Posted by Rhonda Holman

10 Comments

  1. Posted February 6, 2006 at 1:03 am | Permalink

    Makes you wonder if the pay raise for Chris Cherches ever would have been discussed.Ram it down the KLM’s throats!

  2. J M Walker
    Posted February 6, 2006 at 5:03 am | Permalink

    “have a chilling effect on open and frank discussion.”

    Excuse me? Sunshine law anyone? Does Don Moler think he’s George Bush? What next,Don, secret elections?

  3. Jed
    Posted February 6, 2006 at 10:39 am | Permalink

    It won’t do any good as long as 18 minutes can be “accidentally” erased.

  4. Nathan
    Posted February 6, 2006 at 12:31 pm | Permalink

    I have some limited experience in a kind of government posistion.

    I have also dealt with the media in my posisition.

    I have had meetings which were tape recorded and meetings which were not tape recorded.

    I have even had meetings which were secretly tape recorded.

    The reason why tape recording every meeting is a bad idea is that it changes the way you discuss everything.

    Lets face it. Todays media feeds on trying to catch someone saying something stupid, silly, outragous, anything they can get.

    When you know you are being recorded it is basically human nature to purposefully ensure that everything you say is not something that can be used against you. It really hampers the discussion.

    On top of that it also encourages some showboating to glorify yourself of say things to make you look good.

    I will never agree with the medias cry to have access to everything or to have everything tape recorded.

    The truth is that if you tape record all those meetings all it will be is some gotch thing later.

    There is a time and place for public meetings and there is also a time and place where meetings should and need to remain private.

  5. Jed
    Posted February 6, 2006 at 1:29 pm | Permalink

    Well Nathan,If taping inhibits people from saying stupid things, why not tape every public official all the time?

  6. Nathan
    Posted February 6, 2006 at 1:58 pm | Permalink

    It is not about saying stupid things. It is about being comfortable discussing the actual topic instead of worrying about how your words can be twisted against you.

  7. Jed
    Posted February 6, 2006 at 2:09 pm | Permalink

    Public officials are employees of the public. Doesn’t the public have the right to know how it’s employees arrive at decisions that affect it?
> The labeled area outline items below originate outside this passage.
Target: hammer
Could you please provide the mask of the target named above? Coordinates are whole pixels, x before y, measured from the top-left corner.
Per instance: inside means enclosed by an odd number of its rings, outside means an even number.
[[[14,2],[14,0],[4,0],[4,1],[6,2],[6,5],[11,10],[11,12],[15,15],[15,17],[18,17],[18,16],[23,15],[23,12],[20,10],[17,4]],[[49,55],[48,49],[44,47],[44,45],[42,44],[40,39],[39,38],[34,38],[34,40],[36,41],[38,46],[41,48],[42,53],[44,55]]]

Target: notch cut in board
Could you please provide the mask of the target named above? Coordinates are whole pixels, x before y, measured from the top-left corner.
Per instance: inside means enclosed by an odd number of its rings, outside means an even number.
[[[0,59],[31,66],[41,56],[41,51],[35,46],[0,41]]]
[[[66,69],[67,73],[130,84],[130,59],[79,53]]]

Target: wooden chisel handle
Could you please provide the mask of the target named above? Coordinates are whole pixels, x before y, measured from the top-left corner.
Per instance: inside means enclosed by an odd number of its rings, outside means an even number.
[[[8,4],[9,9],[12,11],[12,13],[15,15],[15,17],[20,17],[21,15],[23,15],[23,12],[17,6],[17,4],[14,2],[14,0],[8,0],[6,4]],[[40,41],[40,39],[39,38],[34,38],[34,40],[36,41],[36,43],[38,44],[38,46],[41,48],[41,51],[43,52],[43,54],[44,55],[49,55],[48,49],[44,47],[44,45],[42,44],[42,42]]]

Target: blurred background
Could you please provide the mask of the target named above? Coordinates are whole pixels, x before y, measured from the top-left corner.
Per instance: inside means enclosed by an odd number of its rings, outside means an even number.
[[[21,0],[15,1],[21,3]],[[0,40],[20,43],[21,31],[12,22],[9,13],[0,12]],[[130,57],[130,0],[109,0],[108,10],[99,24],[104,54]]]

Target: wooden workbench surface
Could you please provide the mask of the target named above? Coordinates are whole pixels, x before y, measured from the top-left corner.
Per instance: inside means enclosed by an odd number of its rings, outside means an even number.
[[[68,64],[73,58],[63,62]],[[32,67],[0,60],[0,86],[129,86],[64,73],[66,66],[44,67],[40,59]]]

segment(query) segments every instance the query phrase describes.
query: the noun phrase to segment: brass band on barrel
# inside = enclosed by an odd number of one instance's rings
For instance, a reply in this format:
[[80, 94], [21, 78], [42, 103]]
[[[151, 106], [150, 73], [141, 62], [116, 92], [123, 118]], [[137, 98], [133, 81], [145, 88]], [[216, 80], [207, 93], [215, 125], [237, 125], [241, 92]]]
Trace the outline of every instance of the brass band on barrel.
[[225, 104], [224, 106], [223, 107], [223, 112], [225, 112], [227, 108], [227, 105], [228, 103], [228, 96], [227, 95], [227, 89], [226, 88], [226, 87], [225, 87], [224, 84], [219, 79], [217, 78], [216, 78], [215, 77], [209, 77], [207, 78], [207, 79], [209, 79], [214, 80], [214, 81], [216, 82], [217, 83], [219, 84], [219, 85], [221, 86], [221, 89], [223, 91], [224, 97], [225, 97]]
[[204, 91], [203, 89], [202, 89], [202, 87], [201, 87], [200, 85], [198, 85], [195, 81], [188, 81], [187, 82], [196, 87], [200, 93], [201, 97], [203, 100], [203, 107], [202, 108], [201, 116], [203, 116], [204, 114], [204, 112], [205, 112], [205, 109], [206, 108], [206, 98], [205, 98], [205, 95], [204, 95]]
What would a private employer do with workers who refused to disclose what they did on his time?

  8. Nathan
    Posted February 6, 2006 at 2:16 pm | Permalink

    Public representatives are not emplyees they are represntatives.

    Completely different system.

    I don’t think the public has a right to know everything about how representatives come up with their decisions.

    I don’t know many private employers if any at all that tape record the meetings of their employees or require it.

    It is not about disclosing what they do on company time, of course they do that. That is not the topic. The topic is tape recording meetings.

  9. Rage
    Posted February 7, 2006 at 12:23 pm | Permalink

    Ah, here we have the source of many disagreements. Nathan, they are public employees. They all work for us–including the president.

  10. Nathan
    Posted February 7, 2006 at 1:02 pm | Permalink

    The only comparison to being an employee I can think of is that in a sense they are hired and fired by the people that elect them.

    Other than that the similarities stop.

    Even if we do go with the employee comparison, I still have yet to see any boss tape record every meeting his employees have.